Sweet Onion Sauce

I usually try to make this the day before we need it or at least a few hours ahead of time so that the flavors can meld together but if you need to use right away it’s still delicious.

This makes a big batch… about 2-3 cups worth… so you may want to half it if you don’t need as much.

We reuse some old squirt bottle from other condiments to store this in once it has cooled down. I have also kept it in glass jars but they are a little more difficult to control when pouring.

This is great on sandwiches and can be used as a salad dressing as well. My family has put it on a variety of different foods and even used it as a dip for chips or in place of ketchup on their fries!

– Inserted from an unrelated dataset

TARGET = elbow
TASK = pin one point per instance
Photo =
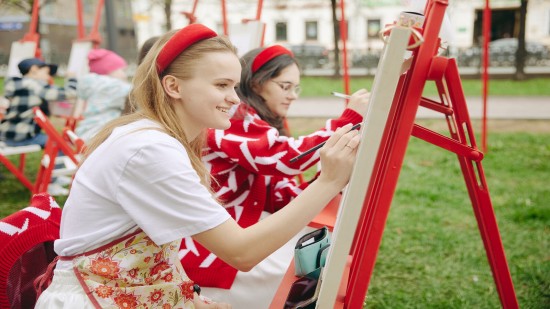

Tip: blend your onion in the food processor or blender and add a bit of the water to it so it gets smooth!

Sweet Onion Sauce


2 c. Sugar (I use monk fruit)

1 1/2 c. Water (add a little more/less if it seems to be too thick/thin for your liking)

1 1/4 c. White vinegar

1/4 c. Red wine vinegar (this may work with ACV but I haven’t tried it yet)

1/4 c. Cornstarch (I have used xantham gum)

1/2 c. Onion, finely minced (you can substitute onion flakes but try to use fresh onions if at all possible)

1/4 c. Dijon mustard

2 T. Mustard powder (you could probably add a little extra Dijon mustard if you don’t have any of this on hand.)

2 t. Celery salt

1 T. Poppy seeds

1 1/2 t. Onion powder

2 t. Garlic salt (or use 1/2 t. Garlic powder and 1 1/2 t. Salt)

1 t. Paprika

1 t. Black pepper

1-2 T. Sesame oil


Combine all the ingredients in a saucepan.

Bring to a boil over medium high heat and whisk it continuously.

Cut down the heat and simmer for 5-10 minutes until thickened, keep stirring.

Allow to cool down before pouring into a container.

Best served after it has cooled and been refrigerated for several hours but can be used right away, if needed.

I’m not sure how long this keeps as it gets used rather quickly here but it has lasted over 2 weeks with no change in flavor.